- Born: February 14, 1912 Liverpool, United Kingdom
- Died: November 8, 1971 (aged 59) Los Angeles, California, U.S
- Occupation: Lyricist

= Jack Brooks (lyricist) =

American lyricist

Jack Brooks (February 14, 1912 - November 8, 1971) was an English-American lyricist of popular songs who was nominated for the Academy Award in 1947, 1953 and 1954.

Brooks was born in Liverpool. His family was Jewish and originally from Russia, having changed their surname to Brooks from Bruch. They immigrated to the United States in 1916, during the middle of World War I, when Jack was four. He wrote lyrics of many popular songs, including "Ole Buttermilk Sky" (with Hoagy Carmichael) "That's Amore" (with Harry Warren) and "(Roll Along) Wagon Train" (with Sammy Fain) the second theme music used on the television Western, Wagon Train. He joined the American Society of Composers, Authors and Publishers (ASCAP) in 1946.

"Ole Buttermilk Sky" was written for the 1946 film Canyon Passage, and was sung by Carmichael in the movie. It was nominated for an Academy Award for Best Original Song and became a big hit for Kay Kyser that year.

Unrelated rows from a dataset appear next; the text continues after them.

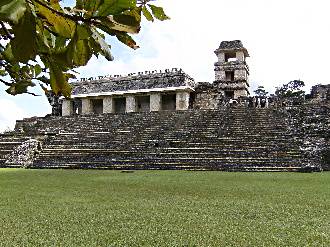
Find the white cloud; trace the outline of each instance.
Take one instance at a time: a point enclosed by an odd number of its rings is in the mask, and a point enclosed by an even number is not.
[[[85,74],[182,67],[197,81],[213,81],[213,51],[223,40],[240,39],[251,55],[254,86],[271,90],[294,79],[308,86],[330,83],[326,0],[160,0],[157,4],[171,20],[144,25],[141,53],[132,51],[127,61],[120,57],[111,63],[93,61]],[[153,56],[144,56],[148,50],[154,51]]]
[[[251,56],[254,87],[264,85],[272,91],[295,79],[308,87],[330,83],[328,0],[159,0],[155,4],[164,7],[170,21],[143,23],[137,35],[140,49],[122,46],[114,62],[93,59],[79,70],[81,76],[182,67],[197,81],[212,82],[213,51],[223,40],[240,39]],[[38,110],[31,106],[26,110],[30,102],[25,102],[19,105],[24,111]],[[40,106],[44,102],[40,99]]]
[[[16,119],[21,119],[23,116],[23,110],[14,101],[0,99],[0,132],[13,129]]]

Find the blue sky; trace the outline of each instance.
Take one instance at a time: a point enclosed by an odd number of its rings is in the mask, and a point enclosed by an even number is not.
[[[64,0],[67,4],[72,1]],[[329,84],[328,0],[157,0],[171,17],[143,22],[134,51],[109,38],[115,61],[93,58],[81,77],[181,67],[196,81],[214,80],[213,51],[223,40],[242,40],[249,50],[250,84],[274,90],[290,80]],[[35,92],[40,92],[36,89]],[[41,93],[41,92],[40,92]],[[50,112],[45,97],[9,96],[0,84],[0,131],[15,119]]]

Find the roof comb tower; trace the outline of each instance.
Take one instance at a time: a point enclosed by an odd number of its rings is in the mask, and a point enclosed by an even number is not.
[[[240,40],[222,41],[214,51],[218,62],[214,64],[214,83],[227,97],[238,98],[248,96],[249,67],[246,58],[249,53]]]

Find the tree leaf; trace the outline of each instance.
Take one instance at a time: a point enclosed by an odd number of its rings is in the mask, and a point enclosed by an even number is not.
[[[24,0],[1,0],[0,19],[17,24],[26,11]]]
[[[13,27],[14,39],[11,40],[11,48],[15,60],[27,63],[37,54],[36,21],[31,11],[26,11],[18,25]]]
[[[117,15],[136,7],[136,0],[104,0],[95,16]]]
[[[34,66],[34,76],[37,77],[38,75],[40,75],[42,72],[42,68],[39,64],[36,64]]]
[[[59,15],[55,11],[52,11],[40,4],[37,5],[39,13],[47,19],[51,27],[59,35],[71,38],[76,29],[76,23],[69,18]]]
[[[120,42],[124,43],[125,45],[134,50],[139,48],[133,38],[125,32],[116,32],[116,37]]]
[[[113,61],[113,56],[110,51],[109,45],[105,42],[105,40],[101,37],[98,31],[96,31],[94,28],[91,29],[92,31],[92,37],[96,45],[99,46],[99,49],[102,53],[102,55],[108,60]]]
[[[146,6],[142,7],[142,13],[148,21],[154,21],[154,18],[152,17],[152,14],[150,13],[150,11],[147,9]]]
[[[67,58],[68,62],[74,67],[84,66],[92,57],[92,51],[89,47],[87,39],[72,39],[68,45]]]
[[[163,10],[162,7],[157,7],[157,6],[152,5],[152,4],[148,4],[148,6],[150,7],[151,12],[154,15],[154,17],[156,17],[158,20],[165,21],[165,20],[170,19],[170,17],[168,17],[165,14],[165,12],[164,12],[164,10]]]
[[[5,60],[9,62],[15,62],[10,43],[7,44],[6,49],[1,53],[1,55],[3,55]]]
[[[140,26],[129,26],[116,22],[112,16],[101,17],[99,18],[100,23],[97,24],[97,27],[109,32],[111,35],[112,30],[127,32],[127,33],[138,33],[140,31]]]
[[[89,28],[86,25],[77,25],[76,33],[78,40],[80,39],[89,39],[90,37],[90,31]]]
[[[56,63],[49,63],[50,86],[56,95],[62,94],[66,98],[71,96],[71,85],[61,68]]]

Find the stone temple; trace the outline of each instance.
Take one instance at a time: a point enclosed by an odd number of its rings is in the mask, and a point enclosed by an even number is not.
[[[321,171],[330,168],[330,86],[299,102],[251,97],[248,50],[215,50],[213,82],[182,69],[73,82],[52,114],[0,135],[0,165],[28,168]]]

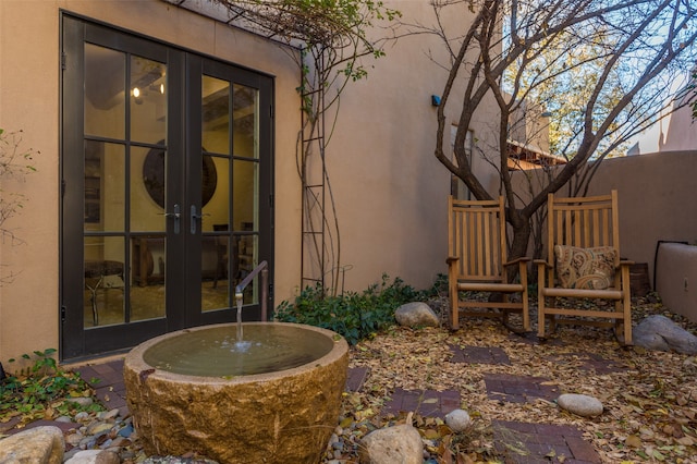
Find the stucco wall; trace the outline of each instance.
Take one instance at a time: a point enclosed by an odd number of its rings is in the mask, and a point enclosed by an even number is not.
[[[405,23],[435,21],[428,0],[389,1]],[[301,281],[301,186],[296,134],[301,126],[295,88],[299,72],[288,50],[250,34],[160,0],[0,1],[0,127],[25,131],[23,147],[40,150],[38,170],[12,186],[27,195],[22,215],[5,225],[26,242],[0,246],[2,265],[20,274],[0,288],[0,361],[59,346],[59,142],[60,11],[143,34],[276,76],[276,303],[292,298]],[[470,13],[447,17],[462,28]],[[376,29],[376,35],[383,30]],[[417,288],[444,272],[445,202],[450,173],[433,157],[436,109],[448,63],[440,39],[411,36],[391,44],[388,56],[367,59],[367,80],[343,94],[328,169],[341,228],[344,289],[363,290],[383,272]],[[453,100],[457,101],[458,89]],[[488,110],[487,110],[488,111]],[[482,143],[490,135],[486,111],[470,127]],[[449,110],[450,123],[457,120]],[[332,127],[328,121],[328,127]],[[481,159],[485,184],[498,188]],[[331,218],[330,218],[331,220]]]
[[[697,246],[664,243],[656,260],[656,291],[672,312],[697,322]]]
[[[606,159],[588,195],[617,190],[622,257],[647,262],[653,283],[659,241],[697,241],[697,151],[665,151]],[[525,198],[526,182],[516,176]],[[565,196],[562,190],[558,195]]]
[[[298,71],[286,51],[247,33],[159,0],[0,2],[0,127],[23,130],[23,148],[35,156],[37,172],[16,185],[26,206],[7,221],[25,243],[0,243],[3,270],[19,272],[0,286],[0,361],[59,346],[59,66],[60,11],[133,30],[276,77],[276,285],[297,284],[299,181],[295,134],[299,127]],[[292,194],[288,194],[291,192]]]
[[[402,22],[436,22],[429,1],[386,1]],[[462,33],[472,17],[463,3],[444,19],[448,30]],[[328,145],[327,166],[341,228],[341,266],[345,289],[363,290],[382,272],[416,288],[430,286],[447,272],[447,197],[450,172],[436,159],[436,107],[448,65],[440,38],[412,35],[386,47],[387,56],[369,65],[368,76],[352,84],[341,99],[338,126]],[[461,80],[461,81],[464,81]],[[455,86],[447,122],[456,124],[462,89]],[[494,105],[482,108],[469,127],[482,147],[493,138]],[[445,129],[450,146],[450,127]],[[473,166],[496,195],[498,175],[480,155]]]

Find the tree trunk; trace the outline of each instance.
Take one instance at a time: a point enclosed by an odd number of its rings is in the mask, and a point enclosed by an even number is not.
[[[509,260],[522,258],[527,255],[530,232],[531,229],[529,220],[518,221],[518,224],[513,227],[513,241],[511,242]]]

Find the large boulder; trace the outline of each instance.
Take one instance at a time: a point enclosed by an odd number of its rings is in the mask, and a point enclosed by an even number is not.
[[[472,426],[469,414],[464,410],[453,410],[445,415],[445,424],[454,432],[467,430]]]
[[[415,302],[400,306],[394,313],[400,326],[405,327],[439,327],[440,319],[426,303]]]
[[[35,427],[0,440],[0,463],[61,464],[64,449],[60,428]]]
[[[562,410],[582,417],[596,417],[602,414],[602,403],[587,394],[565,393],[557,399],[557,404]]]
[[[697,354],[697,337],[665,316],[647,317],[634,328],[632,338],[636,346],[647,350]]]
[[[65,464],[121,464],[121,459],[112,451],[83,450],[65,461]]]
[[[360,464],[421,464],[424,442],[411,424],[374,430],[360,440]]]

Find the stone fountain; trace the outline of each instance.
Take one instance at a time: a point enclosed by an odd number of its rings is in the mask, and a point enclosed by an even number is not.
[[[339,419],[346,341],[304,325],[242,327],[185,329],[129,353],[126,400],[148,454],[196,451],[220,463],[320,461]]]

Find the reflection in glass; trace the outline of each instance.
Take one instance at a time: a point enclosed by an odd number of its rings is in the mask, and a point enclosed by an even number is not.
[[[123,231],[124,147],[85,141],[85,231]]]
[[[164,234],[131,240],[131,321],[164,317],[166,249]]]
[[[204,147],[208,152],[230,155],[230,83],[205,75],[201,88]]]
[[[85,44],[85,134],[125,135],[125,53]]]
[[[204,205],[204,231],[211,231],[216,224],[230,223],[230,157],[204,156],[210,166],[204,172],[201,179],[201,205]],[[216,183],[211,184],[211,176],[216,174]],[[213,188],[207,188],[207,185]]]
[[[87,236],[84,244],[85,329],[123,323],[123,236]]]
[[[131,57],[131,139],[155,144],[166,137],[167,66]]]
[[[167,151],[131,148],[131,230],[164,232],[163,215]]]
[[[236,231],[256,231],[259,192],[259,163],[235,160],[233,162],[233,212]]]

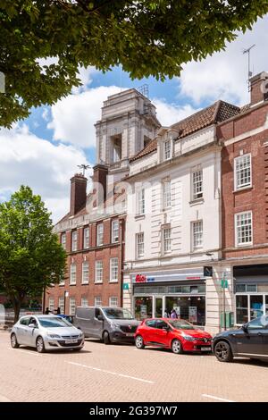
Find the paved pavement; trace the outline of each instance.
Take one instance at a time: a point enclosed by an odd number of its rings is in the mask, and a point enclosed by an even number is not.
[[[86,340],[82,351],[13,349],[0,332],[0,401],[268,401],[268,364]]]

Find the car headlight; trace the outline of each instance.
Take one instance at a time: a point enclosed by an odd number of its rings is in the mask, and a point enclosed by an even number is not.
[[[186,334],[184,334],[182,337],[187,341],[195,341],[197,340],[195,337],[191,337],[190,335],[186,335]]]
[[[112,328],[117,328],[118,330],[121,330],[121,325],[119,325],[119,323],[111,323],[111,327]]]

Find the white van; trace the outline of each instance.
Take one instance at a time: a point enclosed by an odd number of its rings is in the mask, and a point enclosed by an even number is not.
[[[102,340],[105,344],[125,341],[134,343],[134,334],[140,322],[122,307],[77,307],[73,325],[85,337]]]

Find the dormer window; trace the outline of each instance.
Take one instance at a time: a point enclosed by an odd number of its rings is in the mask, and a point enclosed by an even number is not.
[[[166,140],[163,142],[163,160],[168,160],[172,157],[172,141]]]

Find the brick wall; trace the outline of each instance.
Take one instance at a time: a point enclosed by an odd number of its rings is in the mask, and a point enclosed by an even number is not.
[[[218,136],[224,143],[222,155],[222,248],[223,256],[237,257],[263,256],[268,252],[268,130],[264,130],[231,144],[228,140],[262,127],[268,113],[268,105],[251,113],[222,123]],[[227,143],[227,144],[226,144]],[[240,153],[252,156],[252,187],[234,191],[234,159]],[[237,213],[253,212],[253,246],[235,248],[235,223]]]
[[[123,229],[124,221],[121,220],[120,223],[120,240],[115,244],[111,243],[111,223],[113,218],[108,218],[101,221],[104,223],[104,245],[96,247],[96,224],[90,223],[90,248],[88,250],[83,250],[83,231],[84,228],[78,230],[79,242],[78,251],[71,252],[71,231],[66,232],[66,251],[68,254],[65,284],[63,286],[56,285],[46,290],[45,307],[48,307],[49,298],[54,298],[55,308],[58,307],[59,298],[64,297],[64,291],[69,292],[66,298],[66,309],[65,312],[69,314],[70,298],[75,298],[76,305],[81,305],[81,298],[87,298],[89,306],[95,304],[95,298],[101,297],[102,305],[109,305],[109,298],[116,297],[118,305],[122,303],[122,255],[124,252],[123,244]],[[84,226],[88,227],[88,226]],[[113,257],[118,258],[118,282],[110,281],[110,259]],[[96,261],[103,261],[103,283],[95,283],[96,278]],[[82,284],[82,263],[88,261],[89,264],[89,282],[88,284]],[[70,285],[70,267],[71,264],[76,264],[76,285]]]

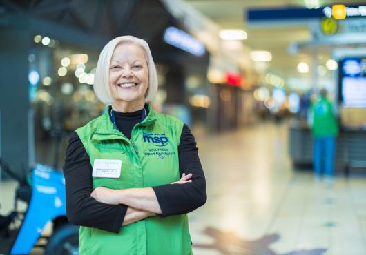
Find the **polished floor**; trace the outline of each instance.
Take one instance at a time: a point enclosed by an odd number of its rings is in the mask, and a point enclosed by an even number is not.
[[[195,255],[366,254],[366,171],[329,183],[293,170],[285,123],[195,134],[209,196],[189,214]],[[0,185],[1,214],[13,188]]]

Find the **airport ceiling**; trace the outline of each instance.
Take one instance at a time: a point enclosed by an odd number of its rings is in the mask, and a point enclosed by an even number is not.
[[[306,7],[307,4],[329,6],[339,3],[340,1],[330,0],[184,0],[200,12],[216,23],[222,29],[242,29],[248,38],[243,43],[254,50],[268,50],[273,56],[269,70],[283,78],[306,76],[296,70],[300,61],[310,62],[310,56],[302,52],[296,56],[288,52],[289,45],[293,41],[309,41],[311,39],[307,26],[271,28],[249,27],[246,22],[246,10],[258,8]],[[345,5],[357,4],[362,0],[341,1]],[[318,61],[324,65],[329,58],[329,48],[318,52]],[[328,74],[330,75],[330,74]]]

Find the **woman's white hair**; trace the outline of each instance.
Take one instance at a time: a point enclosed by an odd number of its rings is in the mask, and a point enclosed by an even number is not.
[[[108,43],[100,52],[94,78],[94,92],[97,97],[106,104],[112,103],[113,99],[109,86],[109,68],[110,59],[116,46],[121,43],[133,43],[141,46],[148,70],[148,87],[145,94],[145,101],[154,100],[157,91],[157,75],[155,65],[147,43],[131,35],[116,37]]]

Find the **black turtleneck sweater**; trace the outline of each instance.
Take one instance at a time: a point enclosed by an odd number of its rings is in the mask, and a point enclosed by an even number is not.
[[[133,126],[141,121],[142,111],[115,112],[118,129],[128,139],[131,139]],[[162,212],[162,217],[190,212],[206,202],[206,181],[198,157],[198,149],[191,130],[185,124],[180,136],[178,154],[180,176],[183,173],[192,173],[193,181],[153,187]],[[76,225],[118,233],[127,206],[106,205],[90,197],[92,171],[89,155],[77,134],[73,132],[70,137],[64,165],[67,217]]]

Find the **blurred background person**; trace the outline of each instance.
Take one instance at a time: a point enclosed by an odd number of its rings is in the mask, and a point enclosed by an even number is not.
[[[320,178],[324,174],[327,178],[331,179],[334,172],[336,138],[339,130],[333,104],[327,96],[327,90],[322,88],[320,99],[312,103],[311,126],[315,177]]]

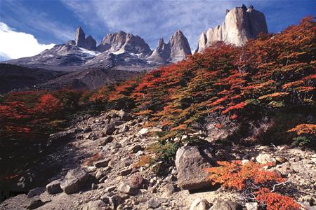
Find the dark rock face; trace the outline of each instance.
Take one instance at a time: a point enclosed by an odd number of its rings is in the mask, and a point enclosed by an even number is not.
[[[96,50],[96,40],[91,35],[88,36],[86,38],[86,34],[84,34],[84,31],[81,27],[78,27],[77,29],[75,43],[76,46],[83,48],[88,50]]]
[[[152,52],[150,48],[142,38],[122,31],[118,33],[108,34],[103,38],[97,50],[100,52],[109,51],[113,53],[127,52],[142,55]]]
[[[183,146],[176,155],[178,185],[185,190],[197,190],[211,186],[208,174],[203,170],[212,167],[211,155],[201,152],[197,146]]]
[[[86,34],[81,27],[78,27],[76,31],[76,46],[85,48],[86,47]]]
[[[90,35],[86,38],[86,48],[89,50],[96,50],[96,41]]]
[[[197,52],[216,41],[237,46],[243,46],[249,38],[255,38],[258,34],[268,33],[265,15],[256,10],[254,6],[249,8],[242,5],[226,10],[225,22],[220,26],[204,31],[198,41]]]
[[[161,38],[158,46],[149,57],[149,60],[157,63],[166,64],[177,62],[191,55],[191,49],[187,38],[183,33],[178,30],[169,39],[167,44]]]
[[[80,168],[72,169],[67,173],[60,188],[66,194],[74,193],[85,184],[88,176],[88,174],[84,169]]]
[[[46,186],[46,190],[49,194],[53,195],[62,192],[60,188],[62,181],[54,180]]]
[[[181,31],[178,30],[170,38],[171,54],[171,62],[177,62],[183,60],[187,55],[191,55],[189,42]]]

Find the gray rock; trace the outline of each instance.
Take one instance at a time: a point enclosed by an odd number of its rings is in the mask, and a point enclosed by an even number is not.
[[[61,183],[60,188],[66,194],[74,193],[86,183],[88,176],[88,173],[82,169],[70,170]]]
[[[113,137],[111,136],[100,138],[99,140],[99,146],[105,146],[107,143],[112,142],[112,141],[113,141]]]
[[[168,62],[177,62],[191,55],[191,49],[187,38],[183,33],[178,30],[169,39],[168,43],[165,43],[163,38],[159,39],[158,46],[148,58],[160,64]]]
[[[133,188],[127,183],[121,183],[118,187],[119,192],[130,195],[135,195],[138,192],[138,189]]]
[[[155,197],[152,197],[148,201],[148,206],[150,208],[157,209],[159,206],[160,206],[160,205],[161,205],[160,201]]]
[[[93,164],[96,168],[106,167],[109,164],[109,161],[110,160],[108,159],[100,160],[95,162]]]
[[[54,180],[46,186],[46,190],[49,194],[53,195],[62,192],[60,188],[61,179]]]
[[[197,146],[183,146],[176,155],[178,186],[185,190],[195,190],[211,186],[208,174],[204,170],[212,167],[211,155],[206,150],[201,154]]]
[[[141,146],[140,145],[136,145],[136,146],[133,146],[130,150],[132,153],[136,153],[138,151],[141,151],[143,150],[144,150],[144,148],[143,146]]]
[[[150,48],[143,38],[122,31],[107,34],[98,46],[98,50],[112,52],[120,51],[143,55],[152,52]]]
[[[191,204],[190,210],[209,210],[211,206],[211,204],[209,203],[206,200],[202,200],[200,198],[197,198]]]
[[[172,183],[167,183],[164,187],[164,194],[166,196],[170,196],[176,191],[176,189]]]
[[[241,210],[241,206],[232,201],[216,200],[209,210]]]
[[[202,52],[216,41],[243,46],[249,38],[255,38],[261,32],[268,33],[263,13],[246,6],[236,7],[227,12],[220,26],[204,31],[199,36],[197,52]]]
[[[102,210],[103,209],[103,207],[105,206],[106,204],[103,201],[100,200],[94,200],[86,203],[82,208],[82,210]]]
[[[106,175],[106,172],[103,172],[102,170],[99,170],[96,174],[96,178],[98,180],[101,179],[103,177],[104,177]]]
[[[76,31],[76,46],[85,48],[86,47],[86,34],[81,27],[78,27]]]
[[[39,197],[37,197],[31,200],[26,208],[27,209],[35,209],[44,204],[45,203],[44,202],[42,202]]]
[[[107,135],[112,135],[114,131],[115,125],[114,123],[107,124],[104,129],[104,132]]]
[[[174,63],[183,60],[187,55],[191,55],[191,48],[187,38],[180,30],[178,30],[170,38],[171,49],[169,62]]]
[[[124,200],[120,196],[115,195],[109,197],[109,202],[112,208],[117,209],[117,206],[124,202]]]
[[[277,164],[277,160],[270,154],[261,153],[256,158],[256,160],[261,164],[272,163],[273,165]]]
[[[257,202],[246,203],[245,206],[247,210],[258,210],[258,203]]]
[[[129,184],[133,188],[140,188],[144,184],[144,178],[140,175],[134,175],[129,180]]]
[[[121,176],[126,176],[126,175],[129,175],[129,174],[131,174],[132,170],[133,170],[132,168],[122,169],[121,170],[120,170],[118,174],[121,175]]]
[[[86,38],[85,44],[86,44],[86,49],[89,50],[96,50],[96,41],[91,36],[89,35]]]

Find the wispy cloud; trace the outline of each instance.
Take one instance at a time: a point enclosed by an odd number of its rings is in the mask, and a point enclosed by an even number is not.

"That's Amore" first appeared in the 1953 film The Caddy where it was sung by Dean Martin. The song was an Academy Award for Best Original Song nominee in 1954. It was a signature song for Martin for decades. Music critic Joe Queenan has described the song as "A charming, if goofy, parody of popular Neapolitan organ-grinder music".

Brooks also wrote the lyrics for many other film songs, such as "Let Me Be a People" and "Turn It On" in Jerry Lewis' 1960 film, Cinderfella.

He died at the age of 59 in Los Angeles.